Apply a Long Short-Term Memory (LSTM) cell.

\[\text{LSTMCell}(x, (h, c)) = (h', c')\]

where

\[\begin{split}\begin{array}{ll} i = \sigma(W_{ii} \, x + b_{ii} + W_{hi} \, h + b_{hi}) \\ f = \sigma(W_{if} \, x + b_{if} + W_{hf} \, h + b_{hf}) \\ g = \tanh(W_{ig} \, x + b_{ig} + W_{hg} \, h + b_{hg}) \\ o = \sigma(W_{io} \, x + b_{io} + W_{ho} \, h + b_{ho}) \\ c' = f \odot c + i \odot g \\ h' = o \odot \tanh(c') \\ \end{array}\end{split}\]

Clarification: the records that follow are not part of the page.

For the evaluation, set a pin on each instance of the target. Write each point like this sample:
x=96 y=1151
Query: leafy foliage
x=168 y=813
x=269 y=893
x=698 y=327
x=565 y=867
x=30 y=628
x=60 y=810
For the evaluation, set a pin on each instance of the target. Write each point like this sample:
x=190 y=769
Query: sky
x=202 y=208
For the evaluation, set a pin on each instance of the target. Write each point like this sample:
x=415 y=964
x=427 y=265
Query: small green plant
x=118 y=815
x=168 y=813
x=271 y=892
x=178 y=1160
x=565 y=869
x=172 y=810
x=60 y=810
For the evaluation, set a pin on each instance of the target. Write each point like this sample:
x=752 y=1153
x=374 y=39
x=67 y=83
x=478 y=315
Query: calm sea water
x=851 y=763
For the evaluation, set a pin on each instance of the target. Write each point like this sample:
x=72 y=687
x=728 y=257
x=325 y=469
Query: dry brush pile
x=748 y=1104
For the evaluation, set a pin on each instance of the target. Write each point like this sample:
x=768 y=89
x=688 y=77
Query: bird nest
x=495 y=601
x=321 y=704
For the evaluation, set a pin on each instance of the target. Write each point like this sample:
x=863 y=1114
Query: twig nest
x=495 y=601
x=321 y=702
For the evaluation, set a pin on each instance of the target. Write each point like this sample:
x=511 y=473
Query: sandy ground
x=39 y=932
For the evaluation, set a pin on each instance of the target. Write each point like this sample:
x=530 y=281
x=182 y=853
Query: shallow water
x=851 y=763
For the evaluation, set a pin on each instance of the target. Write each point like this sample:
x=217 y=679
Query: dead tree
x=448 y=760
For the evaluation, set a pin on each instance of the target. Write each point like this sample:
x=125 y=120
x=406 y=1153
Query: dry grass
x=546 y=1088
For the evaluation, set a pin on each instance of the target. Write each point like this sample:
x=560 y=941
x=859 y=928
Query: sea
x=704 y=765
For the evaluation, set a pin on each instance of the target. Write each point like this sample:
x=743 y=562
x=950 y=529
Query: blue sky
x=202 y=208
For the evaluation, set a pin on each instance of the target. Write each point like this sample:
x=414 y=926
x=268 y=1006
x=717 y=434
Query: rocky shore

and \(\sigma\) is the sigmoid function and \(\odot\) is the element-wise product.

Learnable parameters:

	Name	Shape	Description
\(W_{ii}, W_{if}, W_{ig}, W_{io}\)	`weight_ih`	`(4 * hidden_size, input_size)`	Input-to-hidden weights
\(W_{hi}, W_{hf}, W_{hg}, W_{ho}\)	`weight_hh`	`(4 * hidden_size, hidden_size)`	Hidden-to-hidden weights
\(b_{ii}, b_{if}, b_{ig}, b_{io}\)	`bias_ih`	`(4 * hidden_size, 1)`	Input-to-hidden bias. Only if `bias` is true
\(b_{hi}, b_{hf}, b_{hg}, b_{ho}\)	`bias_hh`	`(4 * hidden_size, 1)`	Hidden-to-hidden bias. Only if `bias` is true

The parameters are initialized from the uniform distribution \(u(-k, k)\) where \(k = \frac{1}{\sqrt{\text{hidden\_size}}}\).

Parameters:

input_size – The number of input features.
hidden_size – The number of hidden features.
bias – Whether to include a bias term.

__call__( input: array, hidden: tuple[array, array], ) → tuple[array, array][source]#

Forward pass of the module.

Parameters:

input – The input array, with shape (batch_size, input_size).
hidden – A tuple of the initial hidden state and cell state arrays, both with shapes (batch_size, hidden_size).

Returns:

A tuple of the next hidden state and cell state arrays, both with shapes (batch_size, hidden_size).